He rode a monstrous spider. His hands were sunk wrist-deep in loathsome coarse hair, and his eyes stared into great cold faceted eyes that mirrored his own face a thousandfold. He saw his own distorted features looking back at him in countless miniatures, but behind the faces, in the great eyes of the spider, he saw no consciousness regarding him. The cold multiple eyes were not aware of Derek Stuart. Behind the shield of its terrible face the spider shut away its own arachnid thoughts and the memories of the red fields of Mars that were its home. With dreadful, impersonal aloofness its mandibles gaped forward toward its prey.

Loathing ran in waves of weakness through Stuart's whole body, but he shut his eyes and blindly struck out at the nearer of those great mirroring eyes, feeling wetness shatter against his fist as—as—

As the horror shifted and vanished, while rippling waves of green light darkened all about him. Now they coagulated, drew together into a meadow, cool with Earthly grass, bordered by familiar trees far away. Primroses gleamed here and there. Above him was the blue sky and the warm bright sun that shone only upon the hills of Earth.

But what he felt was horror.

Twenty feet from him was a rank, rounded patch of weeds. His gaze was drawn inexorably to that spot. And it was from there that the crawling dread reached out to him.

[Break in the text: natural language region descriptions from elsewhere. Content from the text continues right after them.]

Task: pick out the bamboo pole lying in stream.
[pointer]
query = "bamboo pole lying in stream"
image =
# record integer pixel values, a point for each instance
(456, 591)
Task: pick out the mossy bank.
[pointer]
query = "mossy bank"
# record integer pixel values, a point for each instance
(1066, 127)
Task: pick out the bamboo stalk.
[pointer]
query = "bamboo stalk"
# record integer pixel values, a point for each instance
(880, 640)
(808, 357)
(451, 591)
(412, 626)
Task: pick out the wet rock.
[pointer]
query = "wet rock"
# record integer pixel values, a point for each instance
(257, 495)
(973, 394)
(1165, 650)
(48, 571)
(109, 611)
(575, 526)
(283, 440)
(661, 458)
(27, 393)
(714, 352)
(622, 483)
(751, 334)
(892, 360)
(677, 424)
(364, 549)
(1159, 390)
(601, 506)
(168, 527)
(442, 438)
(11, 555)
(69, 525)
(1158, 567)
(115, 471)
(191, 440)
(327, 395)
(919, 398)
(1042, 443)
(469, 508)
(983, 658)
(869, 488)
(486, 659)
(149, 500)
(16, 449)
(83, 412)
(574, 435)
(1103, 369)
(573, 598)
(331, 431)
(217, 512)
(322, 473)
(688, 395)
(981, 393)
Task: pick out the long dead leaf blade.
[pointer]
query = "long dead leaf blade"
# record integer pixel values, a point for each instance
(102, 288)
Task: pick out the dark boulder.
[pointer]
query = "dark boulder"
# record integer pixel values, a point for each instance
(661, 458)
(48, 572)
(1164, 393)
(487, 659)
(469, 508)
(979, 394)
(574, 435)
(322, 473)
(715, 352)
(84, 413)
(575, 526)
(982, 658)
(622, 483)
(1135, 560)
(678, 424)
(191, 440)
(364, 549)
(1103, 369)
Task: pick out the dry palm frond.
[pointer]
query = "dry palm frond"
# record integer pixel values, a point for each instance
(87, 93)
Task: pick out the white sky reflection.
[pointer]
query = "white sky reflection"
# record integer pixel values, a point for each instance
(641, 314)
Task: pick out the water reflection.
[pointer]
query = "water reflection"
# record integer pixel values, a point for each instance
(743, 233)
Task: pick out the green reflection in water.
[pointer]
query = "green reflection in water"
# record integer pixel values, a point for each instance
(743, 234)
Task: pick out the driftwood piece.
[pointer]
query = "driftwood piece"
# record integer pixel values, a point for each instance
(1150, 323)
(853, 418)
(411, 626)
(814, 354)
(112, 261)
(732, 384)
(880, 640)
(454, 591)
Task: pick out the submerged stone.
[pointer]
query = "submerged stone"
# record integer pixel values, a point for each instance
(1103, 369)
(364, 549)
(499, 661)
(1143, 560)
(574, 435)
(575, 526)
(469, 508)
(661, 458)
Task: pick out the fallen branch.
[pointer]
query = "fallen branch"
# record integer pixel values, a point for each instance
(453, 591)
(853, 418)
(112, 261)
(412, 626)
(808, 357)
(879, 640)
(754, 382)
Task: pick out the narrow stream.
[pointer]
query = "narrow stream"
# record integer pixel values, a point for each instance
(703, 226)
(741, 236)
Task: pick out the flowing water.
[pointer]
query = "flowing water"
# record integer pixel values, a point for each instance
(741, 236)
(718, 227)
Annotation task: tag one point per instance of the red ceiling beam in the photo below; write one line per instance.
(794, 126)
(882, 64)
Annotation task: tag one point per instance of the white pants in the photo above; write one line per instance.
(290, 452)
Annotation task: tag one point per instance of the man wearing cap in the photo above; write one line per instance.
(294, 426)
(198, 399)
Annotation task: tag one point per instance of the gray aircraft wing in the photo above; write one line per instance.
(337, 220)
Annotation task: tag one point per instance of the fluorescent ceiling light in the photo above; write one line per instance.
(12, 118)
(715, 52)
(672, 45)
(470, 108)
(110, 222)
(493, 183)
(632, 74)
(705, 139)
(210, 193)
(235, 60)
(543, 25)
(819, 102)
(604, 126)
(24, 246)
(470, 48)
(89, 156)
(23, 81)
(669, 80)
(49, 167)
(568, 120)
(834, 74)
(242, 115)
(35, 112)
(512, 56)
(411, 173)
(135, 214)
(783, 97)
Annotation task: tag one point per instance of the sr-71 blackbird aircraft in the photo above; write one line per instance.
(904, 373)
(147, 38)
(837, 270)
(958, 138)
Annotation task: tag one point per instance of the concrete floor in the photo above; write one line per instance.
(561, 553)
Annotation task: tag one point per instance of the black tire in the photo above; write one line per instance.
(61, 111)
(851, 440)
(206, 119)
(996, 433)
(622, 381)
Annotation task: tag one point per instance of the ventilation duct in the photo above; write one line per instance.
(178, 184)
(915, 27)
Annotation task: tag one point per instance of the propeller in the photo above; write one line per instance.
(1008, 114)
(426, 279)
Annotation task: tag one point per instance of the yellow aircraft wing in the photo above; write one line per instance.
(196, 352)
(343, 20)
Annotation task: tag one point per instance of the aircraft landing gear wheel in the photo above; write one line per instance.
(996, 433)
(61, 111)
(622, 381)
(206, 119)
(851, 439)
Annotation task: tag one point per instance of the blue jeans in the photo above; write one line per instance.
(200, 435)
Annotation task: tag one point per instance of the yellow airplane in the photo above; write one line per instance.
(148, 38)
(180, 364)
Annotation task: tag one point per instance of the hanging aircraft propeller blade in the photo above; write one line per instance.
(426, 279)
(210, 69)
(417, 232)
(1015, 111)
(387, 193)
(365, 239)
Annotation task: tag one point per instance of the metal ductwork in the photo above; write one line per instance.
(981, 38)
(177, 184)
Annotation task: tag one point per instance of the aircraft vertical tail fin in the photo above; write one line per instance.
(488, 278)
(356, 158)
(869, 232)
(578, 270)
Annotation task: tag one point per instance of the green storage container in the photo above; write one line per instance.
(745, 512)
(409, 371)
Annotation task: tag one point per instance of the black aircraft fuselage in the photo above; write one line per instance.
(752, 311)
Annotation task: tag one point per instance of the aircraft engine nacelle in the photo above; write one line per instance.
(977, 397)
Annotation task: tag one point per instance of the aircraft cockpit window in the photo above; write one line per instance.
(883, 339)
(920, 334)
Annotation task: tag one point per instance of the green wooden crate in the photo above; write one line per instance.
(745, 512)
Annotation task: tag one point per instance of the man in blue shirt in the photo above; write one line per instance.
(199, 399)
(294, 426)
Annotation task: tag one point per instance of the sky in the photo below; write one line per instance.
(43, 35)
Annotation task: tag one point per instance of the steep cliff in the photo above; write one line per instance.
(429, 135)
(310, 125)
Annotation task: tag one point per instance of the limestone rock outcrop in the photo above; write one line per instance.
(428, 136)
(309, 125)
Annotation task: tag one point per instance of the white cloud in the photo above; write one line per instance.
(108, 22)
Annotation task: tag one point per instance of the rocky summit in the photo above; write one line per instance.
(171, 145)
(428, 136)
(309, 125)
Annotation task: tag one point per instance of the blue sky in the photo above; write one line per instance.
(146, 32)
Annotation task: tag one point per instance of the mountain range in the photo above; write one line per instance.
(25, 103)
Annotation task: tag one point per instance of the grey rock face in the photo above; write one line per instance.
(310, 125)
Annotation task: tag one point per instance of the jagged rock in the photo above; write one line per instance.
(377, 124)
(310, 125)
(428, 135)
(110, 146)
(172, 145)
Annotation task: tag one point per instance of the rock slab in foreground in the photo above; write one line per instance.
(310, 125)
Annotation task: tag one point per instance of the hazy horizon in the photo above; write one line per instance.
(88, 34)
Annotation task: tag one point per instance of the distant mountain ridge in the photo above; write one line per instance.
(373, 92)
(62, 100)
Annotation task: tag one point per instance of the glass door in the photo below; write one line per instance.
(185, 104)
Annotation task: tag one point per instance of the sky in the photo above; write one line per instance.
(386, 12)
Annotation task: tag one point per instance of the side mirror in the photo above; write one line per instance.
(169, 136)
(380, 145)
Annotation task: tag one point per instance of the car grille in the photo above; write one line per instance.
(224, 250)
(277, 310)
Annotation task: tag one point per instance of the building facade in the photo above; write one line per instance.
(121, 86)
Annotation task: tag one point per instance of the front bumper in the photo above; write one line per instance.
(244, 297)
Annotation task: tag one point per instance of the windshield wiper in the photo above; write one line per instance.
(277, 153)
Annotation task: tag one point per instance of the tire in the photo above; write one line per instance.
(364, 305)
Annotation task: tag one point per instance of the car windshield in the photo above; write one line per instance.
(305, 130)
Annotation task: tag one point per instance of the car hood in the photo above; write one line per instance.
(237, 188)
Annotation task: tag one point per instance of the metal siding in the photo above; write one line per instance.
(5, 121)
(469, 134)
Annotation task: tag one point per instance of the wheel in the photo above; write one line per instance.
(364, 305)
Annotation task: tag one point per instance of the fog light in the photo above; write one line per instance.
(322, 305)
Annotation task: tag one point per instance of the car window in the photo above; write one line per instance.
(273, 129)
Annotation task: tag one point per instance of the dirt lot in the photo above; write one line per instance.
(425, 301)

Faintly he heard laughter ... of the gods ... of the Aesir. The Aesir? Who—what were they? How had he, Derek Stuart, ever heard of them except as a name whispered in fear as the spaceships streaked through the clouds above that Dakota farmstead....

Derek Stuart ... a boy of eleven....

But—but—that was wrong, somehow. He wasn't a child any more. He had matured, become a spaceman—

Dreams. The dreams of an eleven-year-old.